Binary Patch¶
Binary patches are used to modify files or programs on a device. Using hexadecimal wildcards for search and replace, it supports high and low bit wildcards, such as ??
representing any byte, B?
representing any byte starting with B
, like BA
, B1
, B9
. For example, the wildcard 49
BA
??
?C
will match any segment in the file that matches 49
BA
..
.C
. The following call will replace all AA
BB
CC
D[0-9A-F]
bytes in test.bin with AA
BB
CC
DD
. The interface will return the number of replacements and the offsets of the replacements.
d.hex_patch("AA BB CC D?", "AA BB CC DD", "/data/test.bin")
>>> result = d.hex_patch("AA BB CC D?", "AA BB CC DD", "/data/test.bin")
>>> print (result.count)
1
>>> print (result.replaces[0].offset)
8123
Note
The demonstration only shows four-byte matching and replacement, but the interface supports matching and replacing any number of bytes, though at least two valid matching digits are required.
To limit the maximum number of replacements, use the maxreplace parameter.
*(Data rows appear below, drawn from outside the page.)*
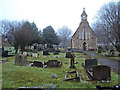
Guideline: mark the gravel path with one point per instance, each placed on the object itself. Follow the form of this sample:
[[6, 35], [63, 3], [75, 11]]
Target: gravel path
[[115, 65]]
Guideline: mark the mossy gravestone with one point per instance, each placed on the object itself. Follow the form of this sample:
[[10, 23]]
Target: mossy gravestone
[[21, 59], [99, 49]]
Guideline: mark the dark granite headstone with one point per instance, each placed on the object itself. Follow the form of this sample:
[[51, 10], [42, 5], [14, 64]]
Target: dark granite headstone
[[101, 72], [53, 63], [37, 64], [89, 63], [68, 55]]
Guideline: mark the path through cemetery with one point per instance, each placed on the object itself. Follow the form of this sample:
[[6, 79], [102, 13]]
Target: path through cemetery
[[111, 63]]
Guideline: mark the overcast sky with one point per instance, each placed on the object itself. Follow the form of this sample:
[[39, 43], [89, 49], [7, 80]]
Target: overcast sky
[[56, 13]]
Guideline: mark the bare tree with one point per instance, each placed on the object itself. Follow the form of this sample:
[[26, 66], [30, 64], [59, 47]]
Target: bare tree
[[65, 35], [107, 19]]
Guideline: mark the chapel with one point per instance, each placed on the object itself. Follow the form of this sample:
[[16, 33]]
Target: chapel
[[84, 38]]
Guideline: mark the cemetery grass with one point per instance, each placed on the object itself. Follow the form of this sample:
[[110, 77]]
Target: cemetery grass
[[114, 58], [14, 76]]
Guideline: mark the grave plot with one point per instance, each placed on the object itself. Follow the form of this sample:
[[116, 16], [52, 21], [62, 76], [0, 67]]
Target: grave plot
[[72, 73], [37, 64], [4, 53], [111, 53], [89, 63], [34, 55], [21, 59], [53, 63], [56, 53], [100, 73], [68, 55]]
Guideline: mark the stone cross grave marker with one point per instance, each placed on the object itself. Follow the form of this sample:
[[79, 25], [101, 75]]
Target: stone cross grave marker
[[72, 61], [74, 50], [25, 53], [21, 59], [46, 52], [68, 55], [34, 55], [89, 63], [102, 72]]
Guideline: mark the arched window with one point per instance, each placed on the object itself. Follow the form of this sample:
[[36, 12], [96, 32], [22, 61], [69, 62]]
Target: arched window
[[88, 35], [81, 35], [84, 35]]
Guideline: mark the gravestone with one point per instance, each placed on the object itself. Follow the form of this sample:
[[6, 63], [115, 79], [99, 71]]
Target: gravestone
[[74, 50], [46, 52], [68, 55], [25, 53], [37, 64], [101, 72], [80, 51], [34, 55], [56, 52], [4, 53], [72, 61], [72, 75], [99, 49], [21, 59], [53, 63], [111, 53], [89, 63], [66, 50]]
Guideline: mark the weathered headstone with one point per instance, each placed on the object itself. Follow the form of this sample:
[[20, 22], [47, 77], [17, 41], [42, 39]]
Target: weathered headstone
[[72, 75], [21, 59], [74, 50], [66, 50], [99, 49], [37, 64], [25, 53], [46, 52], [89, 63], [53, 63], [68, 55], [101, 72], [56, 53], [80, 51], [34, 55], [111, 53], [4, 53]]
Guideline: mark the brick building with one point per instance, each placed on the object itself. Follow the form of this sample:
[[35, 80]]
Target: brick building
[[84, 37]]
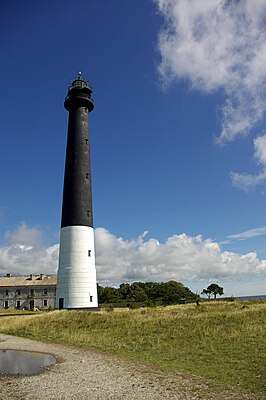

By default, all matches are replaced.
d.hex_patch("AA BB CC D?", "AA BB CC DD", "/data/test.bin", maxreplace=2)
There’s also a test mode that only finds matching positions in the file without performing the replacement operation.
d.hex_patch("AA BB ?? ??", "AA BB 00 00", "/data/test.bin", dryrun=True)
Hint
File paths support wildcard matching (glob). For example, /data/app/*/test.bin will find and match the test.bin file in any first-level directory under the /data/app directory.